Заиндевелыми пальцами

                Заиндевелыми  пальцами

        Андрей Жгутов  прослужил  в  части  штатным  стрелком  уже почти  три  месяца, когда  одним   ранним  утром, вместо  того,  чтобы  провести  нудную и  никчемную  физзарядку, вдруг  выстроили весь личный  состав на  щебеночном  плацу  и   выдали  новость:   всему  подразделению    части  предстоят  большие  общевойсковые   учения   где-то  под   Свердловском. Так  и  сказали:  где-то  под  Свердловском.   Даже  зачитали  приказ о  командно-штабных  учениях, заверенный  в  Министерстве  Обороны. Никакой  паники среди  солдат вроде  не  наблюдалось, но  настрой  на   какие-то  там  учения  отсутствовал напрочь.  Короче  его  не  было  вообще.  Обычно  командование  предупреждало  почти  за  месяц весь  личный  состав  вплоть  до  уборщицы,  что  такого-то  числа,  ровно в  такое-то  время,  как  всегда  неожиданно,  назначены  учения.  И еще  настораживал  тот  факт, что само  командование  не знало точного  места  проведения  КШМ.
      Однако   щедрые  командиры  дали  ровно  сутки   на сборы  и     подготовку техники для погрузки в  эшелон.  А  что  нужно  солдату  собирать:  все свое  он носит  с  собой.  Ближе к  вечеру,  когда  все  уже  сидели и ждали  команды  «по вагонам», еще раз застроили, сделали  перекличку, выдали  сухой  паек, заставили  расписаться  в  каких-то  бумагах, погрузили в  тесные плацкарты,  и повезли.
       Настроение   понемногу начало  подниматься, предчувствие  романтических  приключений подняло  тонус  солдатам, и  значительно  опустило его у  офицеров.   Старшие  по вагонам  зорко  следили  за  солдатами, поставив  по  одному  дневальному в  начало и  конец  вагона,  которые  каждые  два  часа  ходили  по  отсекам  и  считали  бойцов.  Потом  устно  докладывали  офицерам, а  они, в  свою  очередь, постоянно  куда-то  убегали, и  возвращались   минут  через  десять  красные, словно  вареные  омары, и  злые,  словно  стая  голодных  спаниелей. 
         Первый  день  ехали спокойно, без происшествий.  Бойцы  были  заняты  разглядыванием проносящегося  за  окном  скудного  пейзажа, и  рассказам   под  стук  колес «бородатых»  анекдотов.  По  всему  вагону было  слышно  как  гремят  консервные  банки,  стучат  ложки  об  зубы, да  раздавался хруст  сухарей:  бойцы  уничтожали  сухпай  со  скоростью  разрывной  пули.
         На второй день пути,   ни с  того,  ни с сего,  вдруг поползли слухи,  что началась  война,  и   эшелон  идет в сторону границы  для участия  в боевых  действиях. К  какой  границе  направляется  поезд, и  с  кем  вести боевые  действия  толком  сказать  никто  не мог.  И эта  неизвестность  лишь  нагнетала  обстановку,  накаляла  отношения   солдат с  офицерами,  которые,  конечно же,   все  знали,  но  молчали,  словно  партизаны  в гестапо.

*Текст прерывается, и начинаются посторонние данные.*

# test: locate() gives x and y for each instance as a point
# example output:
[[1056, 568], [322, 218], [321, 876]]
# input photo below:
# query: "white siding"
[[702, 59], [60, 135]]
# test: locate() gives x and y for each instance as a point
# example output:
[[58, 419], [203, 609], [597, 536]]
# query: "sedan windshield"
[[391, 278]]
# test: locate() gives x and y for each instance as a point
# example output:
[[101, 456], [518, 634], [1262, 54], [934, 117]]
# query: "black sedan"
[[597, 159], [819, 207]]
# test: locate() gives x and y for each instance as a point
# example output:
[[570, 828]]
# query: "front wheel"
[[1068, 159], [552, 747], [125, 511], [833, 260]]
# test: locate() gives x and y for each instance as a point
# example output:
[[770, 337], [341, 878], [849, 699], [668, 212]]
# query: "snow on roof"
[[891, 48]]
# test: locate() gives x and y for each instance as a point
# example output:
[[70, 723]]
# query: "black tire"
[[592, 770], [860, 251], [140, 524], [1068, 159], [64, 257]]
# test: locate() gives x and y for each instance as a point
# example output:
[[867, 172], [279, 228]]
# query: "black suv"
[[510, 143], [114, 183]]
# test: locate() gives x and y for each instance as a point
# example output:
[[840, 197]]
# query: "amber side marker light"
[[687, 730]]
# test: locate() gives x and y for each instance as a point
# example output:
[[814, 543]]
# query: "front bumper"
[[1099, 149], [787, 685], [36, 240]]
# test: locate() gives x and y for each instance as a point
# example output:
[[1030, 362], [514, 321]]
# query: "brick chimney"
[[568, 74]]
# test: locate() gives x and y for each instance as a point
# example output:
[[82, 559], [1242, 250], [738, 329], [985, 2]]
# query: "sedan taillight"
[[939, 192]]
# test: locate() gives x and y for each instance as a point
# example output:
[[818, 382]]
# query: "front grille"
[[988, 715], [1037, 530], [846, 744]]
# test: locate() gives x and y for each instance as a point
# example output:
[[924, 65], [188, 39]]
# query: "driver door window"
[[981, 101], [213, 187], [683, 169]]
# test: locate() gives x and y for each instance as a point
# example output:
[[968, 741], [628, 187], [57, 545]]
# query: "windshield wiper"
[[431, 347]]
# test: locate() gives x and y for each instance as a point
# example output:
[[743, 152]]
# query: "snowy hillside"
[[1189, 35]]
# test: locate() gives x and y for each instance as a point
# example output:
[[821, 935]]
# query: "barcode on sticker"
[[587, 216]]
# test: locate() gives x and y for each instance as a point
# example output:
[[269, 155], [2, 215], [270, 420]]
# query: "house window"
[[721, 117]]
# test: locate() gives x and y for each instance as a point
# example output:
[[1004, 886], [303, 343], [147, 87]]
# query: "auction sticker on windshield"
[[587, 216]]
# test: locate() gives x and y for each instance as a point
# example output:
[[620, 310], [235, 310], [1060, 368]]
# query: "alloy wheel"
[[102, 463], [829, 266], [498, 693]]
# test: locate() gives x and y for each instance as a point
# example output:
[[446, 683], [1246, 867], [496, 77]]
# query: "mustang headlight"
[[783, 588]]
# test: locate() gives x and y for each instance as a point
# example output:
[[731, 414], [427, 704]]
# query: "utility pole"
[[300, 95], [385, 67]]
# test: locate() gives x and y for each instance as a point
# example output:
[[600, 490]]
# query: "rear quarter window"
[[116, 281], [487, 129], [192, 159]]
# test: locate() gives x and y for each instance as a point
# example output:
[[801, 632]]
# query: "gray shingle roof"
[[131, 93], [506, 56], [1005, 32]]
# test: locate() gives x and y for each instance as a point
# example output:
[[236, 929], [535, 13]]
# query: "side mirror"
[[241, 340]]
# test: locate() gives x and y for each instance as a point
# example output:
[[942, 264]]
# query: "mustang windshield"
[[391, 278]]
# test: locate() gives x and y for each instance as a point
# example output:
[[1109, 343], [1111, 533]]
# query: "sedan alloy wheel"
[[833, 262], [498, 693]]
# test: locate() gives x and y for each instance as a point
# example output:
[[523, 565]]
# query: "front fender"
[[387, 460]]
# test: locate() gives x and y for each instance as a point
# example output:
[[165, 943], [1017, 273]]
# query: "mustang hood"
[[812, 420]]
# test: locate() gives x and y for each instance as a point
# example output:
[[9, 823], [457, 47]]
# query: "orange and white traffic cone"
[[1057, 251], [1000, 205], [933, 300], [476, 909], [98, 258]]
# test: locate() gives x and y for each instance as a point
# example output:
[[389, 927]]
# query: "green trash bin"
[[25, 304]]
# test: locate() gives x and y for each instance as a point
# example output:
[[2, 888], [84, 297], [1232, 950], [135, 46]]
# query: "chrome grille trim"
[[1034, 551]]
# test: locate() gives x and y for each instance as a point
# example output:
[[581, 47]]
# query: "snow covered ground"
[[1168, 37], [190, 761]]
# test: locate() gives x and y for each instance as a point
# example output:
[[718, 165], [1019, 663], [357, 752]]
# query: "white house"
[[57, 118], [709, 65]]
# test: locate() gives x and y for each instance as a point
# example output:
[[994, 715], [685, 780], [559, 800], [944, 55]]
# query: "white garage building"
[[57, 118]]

     Тут же  нашлись   умники,  которые  стали подбивать  соседей  по   вагону  на  побег.    Поначалу  дураков, решивших дать  деру,  было совсем  немного,  но  они  все-таки  нашлись.    Безумцы,  срочно  побросав  свои  вещи в мешки,  выпрыгивали    из  вагонов  прямо  на  ходу  движения  состава, или дезертировали  во  время   минутных остановок на станциях  через  окна. Потом беглецов  становилось  все  больше  и больше: бежали,  кто как мог,  не  могли  остановить  их даже  командиры,  отчаянно  визжавшие  о данной  присяге  и воинском  долге,  ни  угрозы  о дисциплинарном  батальоне.  Ничего  не  помогало.  В  итоге  на  конечную  станцию  Северного  Кавказа  прибыла  чуть ли  не  половина личного  состава  огромной  бригады.  И   Андрей Жгутов  был в  их  числе. 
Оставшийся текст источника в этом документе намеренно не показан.